‘Winter is long,” sighs the baby penguin on stage. No need telling that to a crowd of bleary-eyed parents and carers, with their own squawking chicks in tow, for this adaptation of Emma Dodd’s popular book.
The Little Angel puppet theatre does a reliably fun festive show – I have fond memories of the chatty stockings waiting to be filled in 2013’s The Night Before Christmas (“Hope there’s a satsuma!”). First put on in 2016, Samantha Lane’s production Me … now has a run in its studio space. Children sprawl on soft mats before a stage that is framed by designer Simon Plumridge with slabs of cracked ice.

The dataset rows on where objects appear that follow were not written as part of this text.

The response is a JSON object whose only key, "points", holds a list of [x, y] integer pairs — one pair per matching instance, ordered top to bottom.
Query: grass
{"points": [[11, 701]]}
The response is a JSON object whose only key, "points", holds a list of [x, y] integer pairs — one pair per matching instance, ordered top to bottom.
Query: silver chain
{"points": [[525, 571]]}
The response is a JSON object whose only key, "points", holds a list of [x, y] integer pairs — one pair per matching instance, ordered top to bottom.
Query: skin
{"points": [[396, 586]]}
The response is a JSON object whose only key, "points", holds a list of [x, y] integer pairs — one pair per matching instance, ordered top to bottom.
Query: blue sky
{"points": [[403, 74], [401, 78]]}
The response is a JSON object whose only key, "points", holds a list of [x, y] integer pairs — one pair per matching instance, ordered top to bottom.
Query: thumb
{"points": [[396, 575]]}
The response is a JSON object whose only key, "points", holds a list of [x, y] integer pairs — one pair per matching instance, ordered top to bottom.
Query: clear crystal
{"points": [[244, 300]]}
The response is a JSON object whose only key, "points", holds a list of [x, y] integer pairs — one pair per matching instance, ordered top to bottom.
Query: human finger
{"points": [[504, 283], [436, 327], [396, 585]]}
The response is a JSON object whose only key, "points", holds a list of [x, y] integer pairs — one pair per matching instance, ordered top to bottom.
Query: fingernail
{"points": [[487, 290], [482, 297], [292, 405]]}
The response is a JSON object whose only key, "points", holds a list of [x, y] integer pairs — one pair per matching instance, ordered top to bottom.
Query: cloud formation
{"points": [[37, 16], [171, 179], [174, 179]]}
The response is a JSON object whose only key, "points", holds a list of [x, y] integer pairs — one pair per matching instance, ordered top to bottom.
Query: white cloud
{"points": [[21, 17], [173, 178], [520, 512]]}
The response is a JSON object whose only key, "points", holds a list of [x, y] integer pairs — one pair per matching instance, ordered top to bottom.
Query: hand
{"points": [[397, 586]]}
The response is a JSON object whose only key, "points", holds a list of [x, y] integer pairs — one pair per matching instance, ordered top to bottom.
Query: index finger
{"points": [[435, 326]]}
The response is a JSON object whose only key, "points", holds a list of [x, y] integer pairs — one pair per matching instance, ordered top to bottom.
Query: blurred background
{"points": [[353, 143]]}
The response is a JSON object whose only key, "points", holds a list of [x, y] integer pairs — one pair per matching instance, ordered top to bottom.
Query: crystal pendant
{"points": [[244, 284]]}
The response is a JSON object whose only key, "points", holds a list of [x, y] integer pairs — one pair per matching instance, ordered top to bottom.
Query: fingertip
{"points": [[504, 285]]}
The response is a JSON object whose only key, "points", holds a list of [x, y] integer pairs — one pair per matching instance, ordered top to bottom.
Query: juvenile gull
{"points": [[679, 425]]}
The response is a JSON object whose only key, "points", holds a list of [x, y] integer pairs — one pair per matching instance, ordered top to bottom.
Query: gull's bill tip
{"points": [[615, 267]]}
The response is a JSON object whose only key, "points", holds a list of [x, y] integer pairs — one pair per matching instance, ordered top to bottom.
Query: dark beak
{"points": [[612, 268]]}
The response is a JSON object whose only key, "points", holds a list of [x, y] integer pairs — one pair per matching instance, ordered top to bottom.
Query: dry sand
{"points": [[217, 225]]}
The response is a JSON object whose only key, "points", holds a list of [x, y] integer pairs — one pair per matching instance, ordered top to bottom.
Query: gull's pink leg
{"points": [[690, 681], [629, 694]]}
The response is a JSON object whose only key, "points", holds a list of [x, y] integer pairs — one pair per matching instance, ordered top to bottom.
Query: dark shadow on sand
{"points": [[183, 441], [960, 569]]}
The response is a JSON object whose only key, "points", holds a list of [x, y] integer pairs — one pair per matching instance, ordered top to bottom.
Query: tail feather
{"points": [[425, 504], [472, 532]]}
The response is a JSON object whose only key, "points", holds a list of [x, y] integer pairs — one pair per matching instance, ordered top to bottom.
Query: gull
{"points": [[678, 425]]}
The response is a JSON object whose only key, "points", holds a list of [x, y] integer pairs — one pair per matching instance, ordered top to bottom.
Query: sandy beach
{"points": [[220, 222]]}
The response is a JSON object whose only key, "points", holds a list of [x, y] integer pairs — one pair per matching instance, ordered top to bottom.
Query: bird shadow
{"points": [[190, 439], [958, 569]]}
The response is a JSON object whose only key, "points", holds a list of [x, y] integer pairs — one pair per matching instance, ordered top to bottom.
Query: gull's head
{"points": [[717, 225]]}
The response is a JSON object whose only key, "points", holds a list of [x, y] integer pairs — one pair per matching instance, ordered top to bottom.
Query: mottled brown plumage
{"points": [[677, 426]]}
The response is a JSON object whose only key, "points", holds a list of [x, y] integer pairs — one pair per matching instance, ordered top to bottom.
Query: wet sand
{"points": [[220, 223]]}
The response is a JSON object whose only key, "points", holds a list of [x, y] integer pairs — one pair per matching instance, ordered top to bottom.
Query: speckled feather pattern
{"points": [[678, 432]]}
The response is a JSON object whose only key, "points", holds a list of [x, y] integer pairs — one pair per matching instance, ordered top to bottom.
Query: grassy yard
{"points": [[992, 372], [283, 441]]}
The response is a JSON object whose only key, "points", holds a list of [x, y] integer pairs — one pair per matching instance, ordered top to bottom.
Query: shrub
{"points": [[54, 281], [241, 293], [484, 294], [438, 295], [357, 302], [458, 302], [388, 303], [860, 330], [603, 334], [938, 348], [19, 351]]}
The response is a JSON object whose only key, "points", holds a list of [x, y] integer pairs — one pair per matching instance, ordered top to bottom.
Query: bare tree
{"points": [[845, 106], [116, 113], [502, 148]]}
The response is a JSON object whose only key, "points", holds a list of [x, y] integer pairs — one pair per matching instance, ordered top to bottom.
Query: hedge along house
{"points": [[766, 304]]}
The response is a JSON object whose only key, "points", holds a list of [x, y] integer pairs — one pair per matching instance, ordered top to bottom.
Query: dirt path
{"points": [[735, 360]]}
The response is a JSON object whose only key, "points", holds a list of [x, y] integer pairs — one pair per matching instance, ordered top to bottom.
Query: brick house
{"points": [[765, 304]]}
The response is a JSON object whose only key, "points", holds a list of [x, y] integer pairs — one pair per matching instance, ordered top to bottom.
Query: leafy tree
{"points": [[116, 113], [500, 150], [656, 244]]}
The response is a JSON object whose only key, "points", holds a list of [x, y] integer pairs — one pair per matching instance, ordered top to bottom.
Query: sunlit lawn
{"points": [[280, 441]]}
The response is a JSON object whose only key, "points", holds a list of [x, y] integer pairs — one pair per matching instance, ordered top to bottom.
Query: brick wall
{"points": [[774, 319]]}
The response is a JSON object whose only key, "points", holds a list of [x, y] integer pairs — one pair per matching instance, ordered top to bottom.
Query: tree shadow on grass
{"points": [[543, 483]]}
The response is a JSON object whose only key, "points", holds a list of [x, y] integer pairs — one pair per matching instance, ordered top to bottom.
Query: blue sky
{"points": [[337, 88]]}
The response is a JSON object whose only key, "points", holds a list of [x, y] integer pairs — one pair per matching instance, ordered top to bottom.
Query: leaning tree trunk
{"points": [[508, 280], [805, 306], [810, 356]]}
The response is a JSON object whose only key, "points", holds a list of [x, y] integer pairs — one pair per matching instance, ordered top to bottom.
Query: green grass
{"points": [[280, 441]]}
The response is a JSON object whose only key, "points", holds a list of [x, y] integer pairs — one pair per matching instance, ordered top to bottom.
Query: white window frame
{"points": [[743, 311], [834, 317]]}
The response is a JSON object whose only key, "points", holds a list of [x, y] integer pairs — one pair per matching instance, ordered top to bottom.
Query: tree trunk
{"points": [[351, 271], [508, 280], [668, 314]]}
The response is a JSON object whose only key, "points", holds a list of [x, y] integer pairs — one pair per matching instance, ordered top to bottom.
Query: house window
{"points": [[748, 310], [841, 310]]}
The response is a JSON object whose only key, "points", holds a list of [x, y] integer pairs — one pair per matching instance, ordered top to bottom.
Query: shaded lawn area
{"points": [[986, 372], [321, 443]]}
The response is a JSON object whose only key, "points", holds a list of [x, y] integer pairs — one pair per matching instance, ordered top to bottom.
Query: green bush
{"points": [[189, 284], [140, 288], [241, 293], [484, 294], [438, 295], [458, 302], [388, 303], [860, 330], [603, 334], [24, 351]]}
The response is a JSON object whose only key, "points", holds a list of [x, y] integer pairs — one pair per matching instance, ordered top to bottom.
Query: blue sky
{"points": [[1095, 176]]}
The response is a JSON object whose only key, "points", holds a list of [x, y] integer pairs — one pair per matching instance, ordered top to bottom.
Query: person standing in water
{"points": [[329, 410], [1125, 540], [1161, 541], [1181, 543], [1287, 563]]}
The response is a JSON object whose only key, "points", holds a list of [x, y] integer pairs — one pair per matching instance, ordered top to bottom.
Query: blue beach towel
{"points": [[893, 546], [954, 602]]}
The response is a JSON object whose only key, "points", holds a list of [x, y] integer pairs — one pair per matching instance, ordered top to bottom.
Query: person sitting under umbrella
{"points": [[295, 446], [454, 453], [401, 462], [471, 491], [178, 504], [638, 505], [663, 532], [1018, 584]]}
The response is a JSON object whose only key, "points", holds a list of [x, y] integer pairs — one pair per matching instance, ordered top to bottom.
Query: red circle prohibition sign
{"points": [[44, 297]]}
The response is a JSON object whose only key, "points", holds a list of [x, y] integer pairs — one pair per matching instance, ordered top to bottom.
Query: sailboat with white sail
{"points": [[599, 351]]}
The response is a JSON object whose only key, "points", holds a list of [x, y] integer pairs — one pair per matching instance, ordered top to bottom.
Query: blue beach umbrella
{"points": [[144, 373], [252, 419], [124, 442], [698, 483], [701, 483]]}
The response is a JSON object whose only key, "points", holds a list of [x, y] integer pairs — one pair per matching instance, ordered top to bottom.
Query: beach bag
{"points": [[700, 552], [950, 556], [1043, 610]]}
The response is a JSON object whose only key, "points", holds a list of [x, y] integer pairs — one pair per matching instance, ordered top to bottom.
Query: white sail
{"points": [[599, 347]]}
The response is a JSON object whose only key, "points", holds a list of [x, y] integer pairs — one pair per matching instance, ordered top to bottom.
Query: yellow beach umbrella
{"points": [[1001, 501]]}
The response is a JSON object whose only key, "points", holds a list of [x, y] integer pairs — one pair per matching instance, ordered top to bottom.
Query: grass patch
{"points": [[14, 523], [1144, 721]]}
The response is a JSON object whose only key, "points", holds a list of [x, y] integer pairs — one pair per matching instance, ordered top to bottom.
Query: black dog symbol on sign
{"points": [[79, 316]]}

Dodd’s chick’s-eye-view tale about an overwhelming world is told with gentle rhythms and reassuring repetition. It’s a comforting book that ends with a practically mandatory hug from whoever reads it. A folksy opening song by Arran Glass interweaves familiar lines from the story as we watch a chick hatch at the feet of an emperor penguin, with a puppet controlled in each hand by Lori Hopkins. Jimmy Grimes’s designs are appealing: the big penguins have the right shimmering grace, while the fluffy baby has the same look as a plush cuddly toy. The rest of the colony are suggested by a cacophony of cries that puzzlingly morph into Prokofiev’s Romeo and Juliet.
While Dodd’s tale is for over-ones, this production is for children aged two to five. There are several attempted stage invasions from the toddlers, but I suspect older kids’ attentions may wander during the penguin’s waddling odyssey through wind and water. Partly that’s because the 40-minute production has the same anonymous quality as the book – there is nothing particularly distinctive about this chick – but also because there’s no wow moment and no belly laughs. Still, it’s a sweet, breezy show to brighten up that long winter.
At the Little Angel theatre’s Studios, London, until 2 February.